Direktur Utama Bank BTN Pahala N. Mansury memprediksi akan terjadi lonjakan transfer dana lewat aplikasi digital banking pada masa perayaan Lebaran yang tinggal hitungan hari lagi.

"Karena itu kami terus akan meningkatkan fitur dan performa digital banking BTN. Agar masyarakat menjadi lebih mudah dan cepat dalam melakukan transaksi yang tidak harus datang ke bank" kata Pahala dikutip dari keterangannya Senin 18 Mei 2020.

Tanda-tanda peningkatan tersebut telah transaksi mobile banking BTN meningkat lebih dari 30 persen pada Maret 2020 dibanding posisi sama tahun lalu. Tercatat jumlah transaksi melalui mobile banking BTN sebanyak 5,7 juta transaksi sementara tahun 2019 tercatat 4,3 juta transaksi.

Namun, kebutuhan akan kesiapan uang tunai masih tetap sama menjadi kebutuhan yang perlu dipenuhi. BTN pun mengalokasikan dana senilai Rp12,15 triliun untuk memenuhi kebutuhan masyarakat yang merayakan Hari Raya Idul Fitri 1441 Hijriah.

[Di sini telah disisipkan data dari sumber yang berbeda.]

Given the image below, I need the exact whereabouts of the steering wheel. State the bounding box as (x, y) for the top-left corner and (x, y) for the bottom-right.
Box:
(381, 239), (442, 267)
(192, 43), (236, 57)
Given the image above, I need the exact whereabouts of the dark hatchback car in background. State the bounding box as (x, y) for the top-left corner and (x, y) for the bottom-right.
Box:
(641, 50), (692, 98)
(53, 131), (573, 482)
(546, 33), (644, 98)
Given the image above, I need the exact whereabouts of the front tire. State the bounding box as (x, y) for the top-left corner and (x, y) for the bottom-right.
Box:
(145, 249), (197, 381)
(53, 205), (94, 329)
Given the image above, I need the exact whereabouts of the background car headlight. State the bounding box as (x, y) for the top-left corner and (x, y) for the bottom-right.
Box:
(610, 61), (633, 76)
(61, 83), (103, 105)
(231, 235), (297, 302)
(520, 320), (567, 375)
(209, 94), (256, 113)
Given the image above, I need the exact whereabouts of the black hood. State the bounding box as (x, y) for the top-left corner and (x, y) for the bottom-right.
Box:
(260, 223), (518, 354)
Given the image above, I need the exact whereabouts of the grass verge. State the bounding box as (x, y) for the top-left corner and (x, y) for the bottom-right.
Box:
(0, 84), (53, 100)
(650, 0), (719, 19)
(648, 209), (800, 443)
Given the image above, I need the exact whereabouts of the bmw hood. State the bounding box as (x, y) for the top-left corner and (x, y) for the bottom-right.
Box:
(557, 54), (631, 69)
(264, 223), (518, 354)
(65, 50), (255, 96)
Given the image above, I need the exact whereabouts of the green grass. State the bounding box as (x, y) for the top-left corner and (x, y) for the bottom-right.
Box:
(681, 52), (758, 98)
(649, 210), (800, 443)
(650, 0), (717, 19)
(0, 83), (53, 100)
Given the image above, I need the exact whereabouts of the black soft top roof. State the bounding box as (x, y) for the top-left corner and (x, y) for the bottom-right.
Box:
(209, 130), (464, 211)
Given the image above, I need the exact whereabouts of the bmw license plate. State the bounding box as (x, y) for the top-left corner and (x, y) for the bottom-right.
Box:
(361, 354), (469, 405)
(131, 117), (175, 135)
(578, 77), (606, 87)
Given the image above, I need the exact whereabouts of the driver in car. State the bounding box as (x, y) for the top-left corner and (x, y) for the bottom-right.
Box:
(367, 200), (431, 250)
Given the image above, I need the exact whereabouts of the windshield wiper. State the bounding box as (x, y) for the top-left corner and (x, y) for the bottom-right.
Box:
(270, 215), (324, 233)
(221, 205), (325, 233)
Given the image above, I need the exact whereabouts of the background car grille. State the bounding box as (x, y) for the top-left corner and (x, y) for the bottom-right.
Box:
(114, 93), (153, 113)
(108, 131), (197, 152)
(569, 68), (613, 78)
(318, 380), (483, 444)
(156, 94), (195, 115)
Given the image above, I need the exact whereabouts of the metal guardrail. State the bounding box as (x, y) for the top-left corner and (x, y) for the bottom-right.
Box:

"Jumlah dana tersebut dianggarkan untuk mengantisipasi lonjakan kebutuhan uang tunai yang diprediksi akan meningkat di H-5 hingga H+3 setelah Idul Fitri atau kurang lebih 9 hari," tambahnya.

Pahala menjelaskan, meski sudah banyak masyarakat memanfaatkan transaki online melalui mobile banking atau ATM bank. Tetapi ada juga sebagian masyarakat yang memerlukan uang tunai karena ini manyangkut tradisi masyarakat Indonesia dalam menghadapi perayaan Idul Fitri.

"Itulah mengapa kami tetap mengantisipasi untuk menjawab kebutuhan itu dan BTN sudah siapkan Rp12,15 triliun yang dapat diakses langsung melalui ATM atau beberapa kantor cabang BTN yang buka secara terbatas," ungkapnya.

Lebih lanjut menurutnya, BTN akan mengalokasikan 30 persen dari dana yang disiapkan tersebut atau sekitar Rp3,64 triliun untuk ATM dan sisanya sekitar Rp8,50 triliun akan dilokasikan untuk kesiapan kas di Kantor Cabang, Kantor Cabang Pembantu dan Kantor Kas.

Selama pandemi COVID-19 berlangsung, menurut Pahala, beberapa kantor cabang BTN akan dibuka untuk melayani masyarakat namun tetap menyesuaikan dengan ketentuan layanan protokol kesehatan.

"Masyarakat masih ada yang mau datang ke bank dan kami tetap layani mereka dengan protokol kesehatan yang sudah ditetapkan, katanya.